Remote health care services, such as performing diagnostic imaging in remote locations that otherwise may not have adequate health care facilities, are increasing. This increase is due in part because in a typical centralized medical care system arrangement, the transportation of patients to a centralized facility takes time, which can result in treating patients later in a disease pathology, increasing cost and deteriorating outcomes.
Ultrasound or sonography has become an increasingly used tool for medical diagnosis. In conventional usage, the health care professional moves, orients, and presses the ultrasound probe over the regions of the patient's body as guided by the health care professional's experience and intuition. When an ultrasound examination is performed at a location remote to a specialist's location, such as by a remote health care practitioner (RHCP) in a medical dispensary remote from a major medical center such as a hospital, the protocol may require diagnosis and direction to be communicated to the remotely located health care professional administering the movement of the ultrasound probe. In these situations, it may not always be sufficiently clear where the ultrasound probe is located on the patient or the track that the probe has traversed.

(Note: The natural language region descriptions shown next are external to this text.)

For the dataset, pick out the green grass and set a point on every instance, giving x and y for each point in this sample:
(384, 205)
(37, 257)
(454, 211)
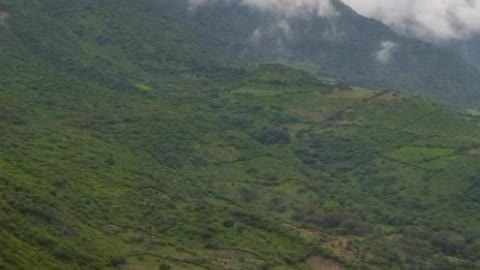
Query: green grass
(112, 158)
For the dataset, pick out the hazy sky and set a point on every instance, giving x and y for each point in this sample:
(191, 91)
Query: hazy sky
(426, 19)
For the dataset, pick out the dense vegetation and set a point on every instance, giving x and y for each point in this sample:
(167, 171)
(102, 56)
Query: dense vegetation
(126, 143)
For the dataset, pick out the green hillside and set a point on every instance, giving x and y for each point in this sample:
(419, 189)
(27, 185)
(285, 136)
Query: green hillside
(127, 143)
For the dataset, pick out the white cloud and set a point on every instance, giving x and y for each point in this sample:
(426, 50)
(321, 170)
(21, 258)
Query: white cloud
(385, 52)
(435, 20)
(286, 8)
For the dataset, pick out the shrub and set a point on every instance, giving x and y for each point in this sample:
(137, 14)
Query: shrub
(272, 135)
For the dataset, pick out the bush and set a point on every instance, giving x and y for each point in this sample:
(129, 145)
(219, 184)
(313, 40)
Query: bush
(118, 261)
(164, 266)
(272, 135)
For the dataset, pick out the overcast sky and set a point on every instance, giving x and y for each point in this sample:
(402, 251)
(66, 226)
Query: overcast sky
(427, 19)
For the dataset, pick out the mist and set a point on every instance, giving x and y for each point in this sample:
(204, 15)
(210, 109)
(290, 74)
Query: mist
(432, 20)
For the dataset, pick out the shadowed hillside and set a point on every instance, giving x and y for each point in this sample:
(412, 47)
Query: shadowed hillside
(129, 143)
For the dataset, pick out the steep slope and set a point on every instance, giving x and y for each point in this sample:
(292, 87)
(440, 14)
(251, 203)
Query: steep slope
(124, 147)
(355, 49)
(469, 49)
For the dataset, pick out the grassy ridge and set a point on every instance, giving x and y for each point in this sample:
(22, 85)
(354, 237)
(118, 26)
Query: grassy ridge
(116, 156)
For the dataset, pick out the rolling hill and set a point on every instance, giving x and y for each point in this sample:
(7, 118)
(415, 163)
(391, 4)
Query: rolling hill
(133, 140)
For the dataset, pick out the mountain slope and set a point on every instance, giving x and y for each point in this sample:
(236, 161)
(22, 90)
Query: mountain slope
(346, 46)
(123, 147)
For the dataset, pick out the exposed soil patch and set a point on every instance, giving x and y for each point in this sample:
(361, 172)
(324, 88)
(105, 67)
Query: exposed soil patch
(320, 263)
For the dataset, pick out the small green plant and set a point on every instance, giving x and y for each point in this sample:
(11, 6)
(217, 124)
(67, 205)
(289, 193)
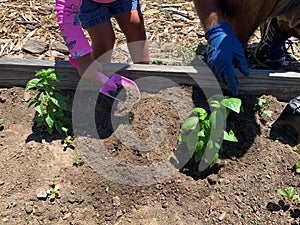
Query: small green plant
(262, 106)
(290, 194)
(54, 191)
(78, 159)
(202, 132)
(297, 166)
(9, 205)
(49, 103)
(68, 142)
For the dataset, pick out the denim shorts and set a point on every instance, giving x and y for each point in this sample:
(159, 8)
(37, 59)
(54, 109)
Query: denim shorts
(93, 13)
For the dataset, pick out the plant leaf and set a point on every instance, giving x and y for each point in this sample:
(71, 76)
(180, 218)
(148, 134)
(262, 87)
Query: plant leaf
(233, 104)
(198, 155)
(179, 138)
(291, 192)
(217, 122)
(201, 113)
(32, 84)
(269, 113)
(190, 124)
(298, 166)
(215, 159)
(60, 101)
(39, 107)
(192, 140)
(49, 120)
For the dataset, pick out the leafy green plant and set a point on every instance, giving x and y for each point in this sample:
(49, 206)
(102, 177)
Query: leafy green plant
(9, 205)
(262, 106)
(54, 191)
(297, 165)
(68, 142)
(203, 132)
(49, 103)
(289, 193)
(78, 159)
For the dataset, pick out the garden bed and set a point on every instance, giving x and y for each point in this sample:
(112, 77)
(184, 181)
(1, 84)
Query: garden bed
(240, 189)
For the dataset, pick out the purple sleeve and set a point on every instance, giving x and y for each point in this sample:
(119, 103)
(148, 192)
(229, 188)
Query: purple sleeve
(67, 13)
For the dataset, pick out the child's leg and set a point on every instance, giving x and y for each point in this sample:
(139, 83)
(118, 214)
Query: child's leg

Also, there are a number of components to the ultrasound probe's control that affect the ultrasound imagery and may aid in the diagnosis. These include the control movements of sliding, rotating, tilting, and compressing. Different operating conditions are also associated with these different control movements. For example, when the probe is slid, the angle of ultrasound beam energy should remain constant with respect to the body. This angle should also remain constant when the probe is rotated. Tilting of the probe is also performed while the probe is at a specific location over the body and may provide more accurate measurements. Compression of the tissue below the ultrasound transducer allows for better viewing of deeper structures and helps differentiate between structures. For example, veins are easily compressed by pressing the probe down, arteries less so, and nerves are essentially incompressible.
However, in remote health care applications, information regarding the ultrasound examination may not be properly communicated to another location, for example, where a specialist is located. Thus, the specialist located remotely from the point of examination may have difficulty associating the remotely acquired ultrasound imagery and probe control with the location on the patient's body corresponding to the imagery.